Current Pharmaceutical Biotechnology - Volume 20, Issue 11, 2019

Background and Objective: Chronic pain is a highly prevalent problem, involving high costs and seriously affecting a patient's quality of life. This review aimed to systematically review economic evaluations of pharmacological-based treatments for non-malignant chronic pain and to compare different treatment approaches with regard to their economic profile. Methods: PubMed and Scopus were systematically searched in April 2016. Studies were included if quality-adjusted life years and incremental cost-effectiveness ratios were reported. Quality assessment was carried out by using La Torre’s weighted scale on the Drummond checklist. Costs were converted into US$2014. Results: Fourteen economic evaluations met the inclusion criteria. Three treatment categories identified were: opioids, anticonvulsants, and anti-depressants.

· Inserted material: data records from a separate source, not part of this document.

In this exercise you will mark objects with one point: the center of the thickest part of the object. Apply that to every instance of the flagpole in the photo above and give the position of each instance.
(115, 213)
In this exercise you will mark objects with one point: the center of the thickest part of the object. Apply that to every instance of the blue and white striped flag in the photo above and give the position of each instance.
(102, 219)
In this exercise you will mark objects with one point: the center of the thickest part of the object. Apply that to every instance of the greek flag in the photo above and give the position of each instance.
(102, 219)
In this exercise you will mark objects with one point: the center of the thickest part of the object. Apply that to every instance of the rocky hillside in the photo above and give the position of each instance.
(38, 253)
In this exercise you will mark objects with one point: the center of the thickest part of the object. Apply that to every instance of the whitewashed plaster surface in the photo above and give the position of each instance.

Compared to anticonvulsants and antidepressant, opioids had lower ICER. Transdermal buprenorphine showed an ICER of about US$11,000.00 while pregabalin showed an ICER of US$19,200. Studies included showed a diversity of methodological approaches, such as different modeling approaches and different perspectives (NHS and private payer). Conclusion: There are limitations to the success of making appropriate recommendations about which treatment is most cost-effective due to considerable variability between treatments, pain syndromes, and drug dosages. Opioids may have lower ICER, but the societal implications of the opioid epidemic and overdose deaths should be taken into account when coming to general conclusions about their cost-effectiveness. To ensure correct resource allocation as well as the best benefit for patients, uniform and standardized approaches of cost and outcome measurement in economic evaluations of chronic are needed.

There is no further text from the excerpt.